SQL Cookbook Lesson
How to select the first row in each group by group with SQL
Learn how to select the first row in each group by group with SQL with examples and explanations from SQLPad.
Problem
How can I select the first row of each group in a SQL query?
Sample data
Consider a sales table as below:
| id | product | sale_date |
|---|---|---|
| 1 | A | 2020-01-01 |
| 2 | A | 2020-01-02 |
| 3 | B | 2020-01-01 |
| 4 | B | 2020-01-03 |
| 5 | C | 2020-01-01 |
| 6 | C | 2020-01-04 |
Here, we have multiple sales records for each product.
MySQL Solution
SELECT s1.*
FROM sales s1
LEFT JOIN sales s2
ON s1.product = s2.product AND s1.sale_date > s2.sale_date
WHERE s2.id IS NULL;
Explanation (MySQL)
In MySQL, the problem of selecting the first row in each group can be solved using a self join.
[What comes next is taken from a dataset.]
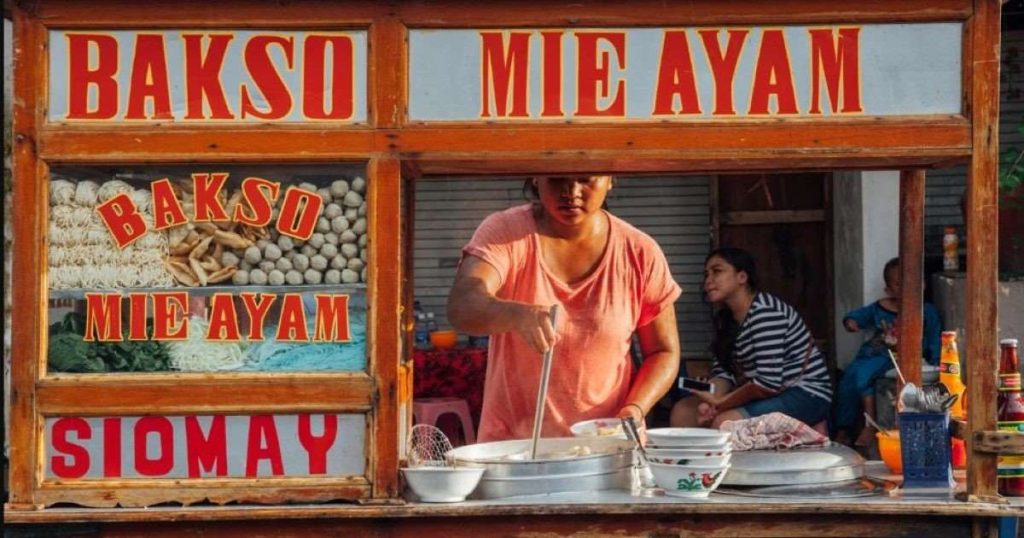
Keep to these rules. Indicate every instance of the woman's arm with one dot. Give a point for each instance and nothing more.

The query joins the sales table to itself where product matches and the first table's sale date is later than the second's. The WHERE clause excludes rows where there is no smaller sale date, which means it only keeps the earliest sale for each product.
PostgreSQL Solution
SELECT DISTINCT ON (product) *
FROM sales
ORDER BY product, sale_date;
Explanation (PostgreSQL)
PostgreSQL provides a DISTINCT ON statement that returns the first record for each group of rows, where the groups are defined by the columns listed inside the parentheses. In this case, it will return the first record for each group of rows that have the same product. The ORDER BY clause after the DISTINCT ON statement is mandatory and it will determine which row is considered the "first" in each group. Here, we are ordering by sale_date, so the first sale for each product will be returned.